The war itself is also very brief: It only takes up about the final fifth of the novel, while its main bulk is dedicated to the political shuffling and military intrigue paving the way towards the eventual outbreak of open conflict, attempts to maintain peace becoming more and more desperate as war appears increasingly inevitable. The forces arraigned against each other are an Earth ruled by dictatorships and the grass-root democracies of the Outer Planets of the Solar system. While it is quite clear which faction has the author’s sympathies, McAuley does not paint the Outers of unblemished paragons of all that’s good – among the widely varying societies and their lifestyles colonising the moons of Saturn and Jupiter there are many that are just as repressive and as disregarding of their members’ happiness and wellbeing as any dictatorship, and neither are the Outers in general immune to intolerance.

Nuanced characterisation is generally one of the strong points of The Quiet War, and that applies not just to the various factions but also to individual protagonists. A good example (and my favourite point of view character) is Sri Hong-Owen, a genius scientist who becomes a puppet in the political scheming between factions vying for power in her home nation of Greater Brazil. But while she herself continues to perceive herself as an innocent victim who is only interested in pursuing her science, it gradually is shown to the reader that she is willing to go to absolutely any length to realise her own goals, and that those have a lot more to do with satisfying her own vanity than with furthering science.

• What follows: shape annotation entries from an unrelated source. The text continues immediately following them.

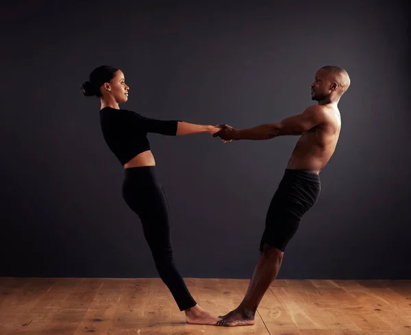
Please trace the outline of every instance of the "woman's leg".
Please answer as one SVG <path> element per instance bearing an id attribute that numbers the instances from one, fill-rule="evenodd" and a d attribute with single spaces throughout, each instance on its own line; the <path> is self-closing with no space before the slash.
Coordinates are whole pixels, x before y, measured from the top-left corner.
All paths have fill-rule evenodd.
<path id="1" fill-rule="evenodd" d="M 215 324 L 216 318 L 212 318 L 197 305 L 174 263 L 169 205 L 155 173 L 138 177 L 131 172 L 136 175 L 140 171 L 126 172 L 123 198 L 141 220 L 145 238 L 160 278 L 170 290 L 179 310 L 186 312 L 188 322 Z"/>

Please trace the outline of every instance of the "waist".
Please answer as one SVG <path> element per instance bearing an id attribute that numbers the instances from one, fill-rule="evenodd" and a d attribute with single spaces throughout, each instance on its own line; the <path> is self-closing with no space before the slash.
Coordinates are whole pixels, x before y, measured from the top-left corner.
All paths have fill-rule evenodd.
<path id="1" fill-rule="evenodd" d="M 123 166 L 125 169 L 155 166 L 155 160 L 151 150 L 147 150 L 132 158 Z"/>
<path id="2" fill-rule="evenodd" d="M 321 184 L 320 175 L 315 170 L 286 169 L 284 179 L 301 179 L 305 182 Z"/>

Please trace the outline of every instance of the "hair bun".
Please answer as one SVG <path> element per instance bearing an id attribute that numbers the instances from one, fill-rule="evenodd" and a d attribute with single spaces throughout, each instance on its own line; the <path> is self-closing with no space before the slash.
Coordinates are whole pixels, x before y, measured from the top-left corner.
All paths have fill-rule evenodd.
<path id="1" fill-rule="evenodd" d="M 92 92 L 91 83 L 89 81 L 84 82 L 80 86 L 80 89 L 83 91 L 83 94 L 86 97 L 91 97 L 95 95 L 94 92 Z"/>

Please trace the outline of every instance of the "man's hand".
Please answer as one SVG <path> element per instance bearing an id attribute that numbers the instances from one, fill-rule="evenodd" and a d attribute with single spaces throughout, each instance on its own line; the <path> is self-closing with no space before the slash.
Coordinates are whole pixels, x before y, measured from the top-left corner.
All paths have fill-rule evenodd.
<path id="1" fill-rule="evenodd" d="M 236 129 L 226 124 L 218 125 L 217 127 L 220 127 L 221 129 L 214 134 L 213 137 L 219 136 L 224 142 L 231 142 L 234 139 Z"/>

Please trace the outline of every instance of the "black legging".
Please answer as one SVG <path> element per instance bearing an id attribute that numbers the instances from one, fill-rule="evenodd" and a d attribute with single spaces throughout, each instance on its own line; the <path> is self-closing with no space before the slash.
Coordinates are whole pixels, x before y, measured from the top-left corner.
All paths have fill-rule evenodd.
<path id="1" fill-rule="evenodd" d="M 173 260 L 169 203 L 154 166 L 125 170 L 123 197 L 140 217 L 160 277 L 180 310 L 196 305 Z"/>

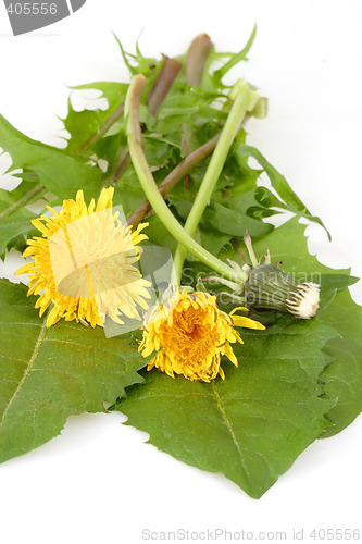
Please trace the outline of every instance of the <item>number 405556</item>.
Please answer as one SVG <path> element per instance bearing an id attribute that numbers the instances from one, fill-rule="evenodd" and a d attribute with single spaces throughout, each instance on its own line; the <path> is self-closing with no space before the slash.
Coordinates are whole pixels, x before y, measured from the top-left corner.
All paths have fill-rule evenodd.
<path id="1" fill-rule="evenodd" d="M 25 3 L 11 3 L 7 9 L 8 13 L 15 15 L 55 15 L 57 4 L 48 2 L 25 2 Z"/>

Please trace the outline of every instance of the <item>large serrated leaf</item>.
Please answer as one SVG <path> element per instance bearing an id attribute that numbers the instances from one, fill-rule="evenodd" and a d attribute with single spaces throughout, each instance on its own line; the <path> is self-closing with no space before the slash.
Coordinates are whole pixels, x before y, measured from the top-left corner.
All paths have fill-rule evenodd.
<path id="1" fill-rule="evenodd" d="M 305 225 L 294 218 L 258 240 L 254 248 L 261 255 L 269 247 L 273 260 L 283 261 L 282 268 L 295 274 L 296 279 L 322 283 L 322 307 L 315 319 L 333 325 L 340 334 L 325 347 L 334 361 L 323 374 L 327 382 L 324 391 L 330 398 L 337 399 L 328 413 L 333 426 L 323 433 L 323 436 L 330 436 L 349 425 L 362 410 L 362 308 L 353 302 L 346 289 L 358 279 L 349 275 L 349 269 L 325 267 L 310 255 L 304 231 Z"/>
<path id="2" fill-rule="evenodd" d="M 71 413 L 104 411 L 142 382 L 137 342 L 60 322 L 47 329 L 24 285 L 0 280 L 0 462 L 62 430 Z"/>
<path id="3" fill-rule="evenodd" d="M 61 149 L 35 141 L 16 131 L 0 115 L 0 147 L 9 152 L 13 169 L 30 169 L 39 183 L 61 198 L 74 197 L 77 189 L 86 199 L 97 196 L 103 174 L 86 159 L 72 157 Z"/>
<path id="4" fill-rule="evenodd" d="M 223 472 L 260 497 L 328 425 L 332 401 L 321 397 L 322 351 L 336 331 L 317 321 L 280 318 L 264 332 L 242 331 L 239 368 L 211 384 L 158 372 L 127 390 L 116 409 L 127 424 L 179 460 Z"/>
<path id="5" fill-rule="evenodd" d="M 344 289 L 317 319 L 333 325 L 341 336 L 325 347 L 334 361 L 322 374 L 324 391 L 338 398 L 328 412 L 333 426 L 322 434 L 326 437 L 342 431 L 362 411 L 362 308 Z"/>

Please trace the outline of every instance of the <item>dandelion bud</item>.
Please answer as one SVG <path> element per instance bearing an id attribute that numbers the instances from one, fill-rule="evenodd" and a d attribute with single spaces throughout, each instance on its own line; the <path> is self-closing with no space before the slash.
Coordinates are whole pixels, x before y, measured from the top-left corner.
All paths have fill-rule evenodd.
<path id="1" fill-rule="evenodd" d="M 299 319 L 310 319 L 320 306 L 320 286 L 315 283 L 295 284 L 282 270 L 263 264 L 251 270 L 245 284 L 248 306 L 288 312 Z"/>

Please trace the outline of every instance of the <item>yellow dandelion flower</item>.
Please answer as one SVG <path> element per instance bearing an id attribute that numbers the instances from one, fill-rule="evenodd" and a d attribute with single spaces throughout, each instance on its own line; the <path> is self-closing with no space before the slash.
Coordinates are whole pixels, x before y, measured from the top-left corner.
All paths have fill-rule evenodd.
<path id="1" fill-rule="evenodd" d="M 40 295 L 35 307 L 40 317 L 53 304 L 47 326 L 61 318 L 91 326 L 104 325 L 107 317 L 123 323 L 125 316 L 140 319 L 137 306 L 148 309 L 150 283 L 141 277 L 135 262 L 136 246 L 147 239 L 140 224 L 132 232 L 112 209 L 113 187 L 85 203 L 83 190 L 76 199 L 64 200 L 51 218 L 32 221 L 42 236 L 27 240 L 24 257 L 33 261 L 16 274 L 28 274 L 28 296 Z"/>
<path id="2" fill-rule="evenodd" d="M 230 344 L 242 344 L 234 326 L 265 329 L 252 319 L 220 310 L 216 297 L 187 290 L 175 293 L 162 306 L 150 308 L 145 318 L 143 338 L 139 350 L 143 357 L 158 354 L 148 363 L 170 376 L 183 374 L 188 380 L 210 382 L 217 374 L 225 378 L 221 357 L 225 355 L 237 367 Z"/>

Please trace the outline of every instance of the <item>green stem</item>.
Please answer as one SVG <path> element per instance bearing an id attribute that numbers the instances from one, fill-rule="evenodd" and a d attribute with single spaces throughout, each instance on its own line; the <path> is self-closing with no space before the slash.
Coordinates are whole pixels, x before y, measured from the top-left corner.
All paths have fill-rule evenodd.
<path id="1" fill-rule="evenodd" d="M 249 106 L 249 87 L 244 82 L 238 89 L 238 95 L 233 104 L 230 113 L 226 120 L 222 135 L 216 144 L 215 150 L 212 154 L 204 178 L 202 180 L 200 189 L 197 194 L 191 211 L 185 223 L 185 231 L 190 236 L 194 236 L 195 231 L 200 222 L 205 207 L 210 202 L 211 195 L 215 188 L 216 182 L 223 170 L 227 153 L 234 141 L 236 133 L 247 113 Z M 184 261 L 186 257 L 186 248 L 178 245 L 175 254 L 175 270 L 176 276 L 180 280 L 183 273 Z"/>
<path id="2" fill-rule="evenodd" d="M 146 82 L 146 77 L 141 74 L 138 74 L 133 78 L 126 96 L 125 115 L 128 115 L 127 139 L 129 154 L 147 199 L 167 231 L 174 236 L 174 238 L 177 239 L 177 242 L 185 245 L 186 249 L 190 254 L 228 280 L 238 281 L 238 274 L 230 267 L 220 261 L 212 254 L 209 254 L 209 251 L 197 244 L 191 236 L 185 233 L 183 226 L 170 211 L 159 193 L 158 185 L 152 176 L 145 156 L 139 126 L 139 101 Z"/>

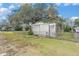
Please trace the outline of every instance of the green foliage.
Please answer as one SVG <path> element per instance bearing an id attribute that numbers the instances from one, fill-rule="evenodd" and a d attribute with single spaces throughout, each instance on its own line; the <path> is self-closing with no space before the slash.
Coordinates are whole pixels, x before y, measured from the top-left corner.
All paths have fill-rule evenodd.
<path id="1" fill-rule="evenodd" d="M 79 26 L 79 19 L 76 19 L 76 20 L 75 20 L 75 25 L 76 25 L 76 26 Z"/>

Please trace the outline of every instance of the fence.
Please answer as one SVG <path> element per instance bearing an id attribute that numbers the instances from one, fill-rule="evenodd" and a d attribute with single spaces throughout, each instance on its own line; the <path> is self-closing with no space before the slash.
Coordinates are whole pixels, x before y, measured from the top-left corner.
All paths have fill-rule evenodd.
<path id="1" fill-rule="evenodd" d="M 36 23 L 31 27 L 34 35 L 57 37 L 56 23 Z"/>

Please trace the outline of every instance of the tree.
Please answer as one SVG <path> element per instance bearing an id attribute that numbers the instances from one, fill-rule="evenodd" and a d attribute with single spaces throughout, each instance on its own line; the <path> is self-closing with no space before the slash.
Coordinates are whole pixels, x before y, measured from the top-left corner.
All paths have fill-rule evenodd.
<path id="1" fill-rule="evenodd" d="M 75 19 L 75 25 L 79 26 L 79 19 Z"/>
<path id="2" fill-rule="evenodd" d="M 30 23 L 36 23 L 38 21 L 61 24 L 61 18 L 58 16 L 56 6 L 45 3 L 22 4 L 20 10 L 10 16 L 9 19 L 14 29 L 19 28 L 22 24 L 28 24 L 30 27 Z M 24 27 L 22 28 L 24 29 Z"/>

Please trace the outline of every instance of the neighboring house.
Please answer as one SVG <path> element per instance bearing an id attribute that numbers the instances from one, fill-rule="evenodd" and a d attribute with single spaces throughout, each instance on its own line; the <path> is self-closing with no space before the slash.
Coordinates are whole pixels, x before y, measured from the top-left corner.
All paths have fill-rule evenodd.
<path id="1" fill-rule="evenodd" d="M 57 37 L 56 23 L 38 22 L 31 26 L 33 34 L 39 36 Z"/>

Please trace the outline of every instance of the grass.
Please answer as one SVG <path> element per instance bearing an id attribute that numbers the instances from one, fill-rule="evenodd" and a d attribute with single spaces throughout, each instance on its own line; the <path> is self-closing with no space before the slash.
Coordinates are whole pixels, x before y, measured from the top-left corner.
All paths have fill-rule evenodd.
<path id="1" fill-rule="evenodd" d="M 7 40 L 7 43 L 0 46 L 5 52 L 15 51 L 14 55 L 79 55 L 79 43 L 67 41 L 73 39 L 70 33 L 64 33 L 65 40 L 28 35 L 27 32 L 1 32 L 0 34 Z"/>

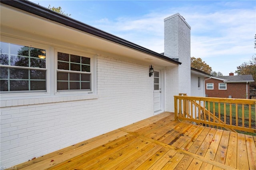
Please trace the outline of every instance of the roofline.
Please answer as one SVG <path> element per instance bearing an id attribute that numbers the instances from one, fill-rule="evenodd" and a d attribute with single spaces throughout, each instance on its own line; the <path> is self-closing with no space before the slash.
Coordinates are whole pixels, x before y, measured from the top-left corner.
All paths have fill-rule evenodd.
<path id="1" fill-rule="evenodd" d="M 202 73 L 202 74 L 205 74 L 206 75 L 208 75 L 208 76 L 211 76 L 211 77 L 212 76 L 212 75 L 211 75 L 211 74 L 208 74 L 207 73 L 206 73 L 206 72 L 205 72 L 204 71 L 202 71 L 199 70 L 198 69 L 195 69 L 194 68 L 191 67 L 191 70 L 194 71 L 197 71 L 198 72 Z"/>
<path id="2" fill-rule="evenodd" d="M 249 80 L 248 81 L 245 81 L 245 80 L 243 80 L 242 81 L 223 81 L 223 82 L 224 83 L 249 83 L 249 82 L 254 82 L 254 80 Z"/>
<path id="3" fill-rule="evenodd" d="M 46 8 L 37 5 L 28 0 L 1 0 L 1 3 L 5 4 L 14 8 L 19 9 L 27 12 L 43 17 L 51 21 L 57 22 L 73 28 L 90 34 L 95 36 L 104 38 L 158 58 L 167 61 L 181 64 L 182 63 L 156 52 L 144 48 L 134 43 L 120 38 L 112 34 L 99 30 L 94 27 L 74 20 L 64 15 L 49 10 Z"/>
<path id="4" fill-rule="evenodd" d="M 212 76 L 210 77 L 209 77 L 209 79 L 207 79 L 208 80 L 208 79 L 216 79 L 217 80 L 221 80 L 221 81 L 228 81 L 228 80 L 226 80 L 226 79 L 220 79 L 219 78 L 216 78 L 216 77 L 213 77 Z"/>

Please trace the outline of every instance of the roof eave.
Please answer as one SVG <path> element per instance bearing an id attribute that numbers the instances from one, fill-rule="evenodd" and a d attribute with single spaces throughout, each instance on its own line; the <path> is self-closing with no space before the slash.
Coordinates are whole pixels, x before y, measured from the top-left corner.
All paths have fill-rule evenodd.
<path id="1" fill-rule="evenodd" d="M 249 82 L 254 82 L 254 80 L 249 80 L 249 81 L 223 81 L 224 83 L 249 83 Z"/>
<path id="2" fill-rule="evenodd" d="M 152 55 L 166 61 L 180 65 L 182 63 L 163 55 L 141 46 L 122 39 L 113 35 L 83 23 L 67 16 L 50 10 L 27 0 L 1 0 L 1 3 L 39 16 L 66 26 L 124 45 L 135 50 Z"/>
<path id="3" fill-rule="evenodd" d="M 212 76 L 212 75 L 210 74 L 208 74 L 208 73 L 206 73 L 206 72 L 205 72 L 204 71 L 202 71 L 201 70 L 199 70 L 198 69 L 195 69 L 194 68 L 193 68 L 193 67 L 191 67 L 191 70 L 193 70 L 193 71 L 196 71 L 196 72 L 201 73 L 202 74 L 204 74 L 206 75 L 207 76 L 211 76 L 211 77 Z"/>

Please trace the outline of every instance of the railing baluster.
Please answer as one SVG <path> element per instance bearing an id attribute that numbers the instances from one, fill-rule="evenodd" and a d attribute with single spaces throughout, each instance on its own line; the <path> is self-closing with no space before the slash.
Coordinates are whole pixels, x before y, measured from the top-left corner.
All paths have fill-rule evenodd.
<path id="1" fill-rule="evenodd" d="M 206 102 L 204 101 L 204 120 L 206 121 L 206 116 L 205 114 L 205 107 L 206 104 Z"/>
<path id="2" fill-rule="evenodd" d="M 226 103 L 224 103 L 224 124 L 226 124 Z"/>
<path id="3" fill-rule="evenodd" d="M 219 113 L 218 113 L 218 116 L 219 116 L 219 123 L 220 123 L 220 102 L 219 102 L 218 103 L 218 105 L 219 107 L 219 109 L 218 110 L 218 111 L 219 112 Z"/>
<path id="4" fill-rule="evenodd" d="M 180 120 L 193 121 L 199 125 L 204 124 L 208 127 L 226 129 L 232 132 L 236 132 L 235 130 L 236 130 L 256 133 L 256 127 L 254 125 L 256 110 L 254 110 L 254 106 L 256 107 L 255 100 L 182 95 L 175 96 L 174 99 L 175 112 L 177 113 L 177 119 Z M 201 102 L 204 103 L 201 105 Z M 242 107 L 242 109 L 240 109 L 240 106 Z M 194 107 L 194 109 L 193 108 Z M 254 116 L 252 116 L 254 112 L 255 118 Z M 218 116 L 216 115 L 217 112 Z M 252 115 L 252 112 L 253 112 Z M 230 117 L 229 121 L 227 119 L 228 116 Z M 234 117 L 234 121 L 232 120 L 233 116 L 235 117 L 235 121 Z M 241 120 L 242 123 L 240 123 Z"/>
<path id="5" fill-rule="evenodd" d="M 208 121 L 210 121 L 210 102 L 208 101 Z"/>
<path id="6" fill-rule="evenodd" d="M 252 105 L 249 105 L 249 128 L 252 128 Z"/>
<path id="7" fill-rule="evenodd" d="M 182 106 L 181 106 L 181 102 L 182 102 L 182 99 L 180 99 L 179 100 L 179 116 L 180 117 L 181 117 L 181 108 L 182 108 Z"/>
<path id="8" fill-rule="evenodd" d="M 242 107 L 242 127 L 244 127 L 244 104 L 243 104 Z"/>
<path id="9" fill-rule="evenodd" d="M 200 105 L 199 107 L 200 107 L 200 108 L 198 108 L 198 119 L 201 120 L 201 109 L 200 109 L 201 106 L 201 101 L 199 101 L 199 105 Z"/>
<path id="10" fill-rule="evenodd" d="M 194 118 L 195 119 L 196 119 L 196 101 L 195 101 L 195 104 L 194 105 L 195 105 L 195 109 L 194 109 L 194 111 L 195 111 L 195 117 L 194 117 Z"/>
<path id="11" fill-rule="evenodd" d="M 215 122 L 215 102 L 212 103 L 213 112 L 213 122 Z"/>
<path id="12" fill-rule="evenodd" d="M 232 125 L 232 104 L 229 104 L 229 120 L 230 124 Z"/>
<path id="13" fill-rule="evenodd" d="M 236 125 L 238 126 L 238 104 L 236 104 Z"/>

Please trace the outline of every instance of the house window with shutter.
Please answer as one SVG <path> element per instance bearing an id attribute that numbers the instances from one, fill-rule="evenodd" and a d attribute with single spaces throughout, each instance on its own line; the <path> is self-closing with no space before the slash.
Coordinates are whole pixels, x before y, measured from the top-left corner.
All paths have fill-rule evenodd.
<path id="1" fill-rule="evenodd" d="M 206 89 L 213 90 L 213 83 L 206 83 Z"/>
<path id="2" fill-rule="evenodd" d="M 1 42 L 1 93 L 46 91 L 46 49 Z"/>
<path id="3" fill-rule="evenodd" d="M 91 59 L 58 52 L 57 90 L 91 91 Z"/>
<path id="4" fill-rule="evenodd" d="M 227 84 L 224 83 L 219 83 L 219 90 L 226 90 Z"/>

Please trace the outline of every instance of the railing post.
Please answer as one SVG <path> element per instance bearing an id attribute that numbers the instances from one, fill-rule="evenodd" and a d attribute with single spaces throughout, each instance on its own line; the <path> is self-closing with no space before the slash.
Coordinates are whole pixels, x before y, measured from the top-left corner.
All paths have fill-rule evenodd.
<path id="1" fill-rule="evenodd" d="M 174 120 L 177 120 L 177 115 L 178 115 L 178 99 L 174 96 Z"/>

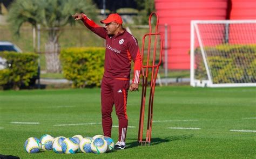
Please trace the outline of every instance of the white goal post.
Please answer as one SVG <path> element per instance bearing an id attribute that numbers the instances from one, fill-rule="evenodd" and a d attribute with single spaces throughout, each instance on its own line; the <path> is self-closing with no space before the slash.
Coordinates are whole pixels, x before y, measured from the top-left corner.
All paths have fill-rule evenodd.
<path id="1" fill-rule="evenodd" d="M 192 20 L 190 85 L 256 86 L 256 20 Z"/>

The writing, if not brilliant, is at least solid; there are some very impressive vistas of places where humanity has carved out a niche for itself in the Solar system’s moons and McAuley is very good at describing the helplessness of living in a dictatorship where one’s very existence hangs on the whim of the powerful or the atmosphere in a city under siege where slowly but inexorably paranoia and mob rule take over. In general, and that is probably its greatest strength, The Quiet War succeeds very well in making the reader feel what it would be like to live out in space, where the environment is unforgivingly lethal and a small carelessness or a minor freak accident can be fatal, but where humanity rises to the challenge and realises its full potential. Which, everything considered, is a very Golden Age attitude after all.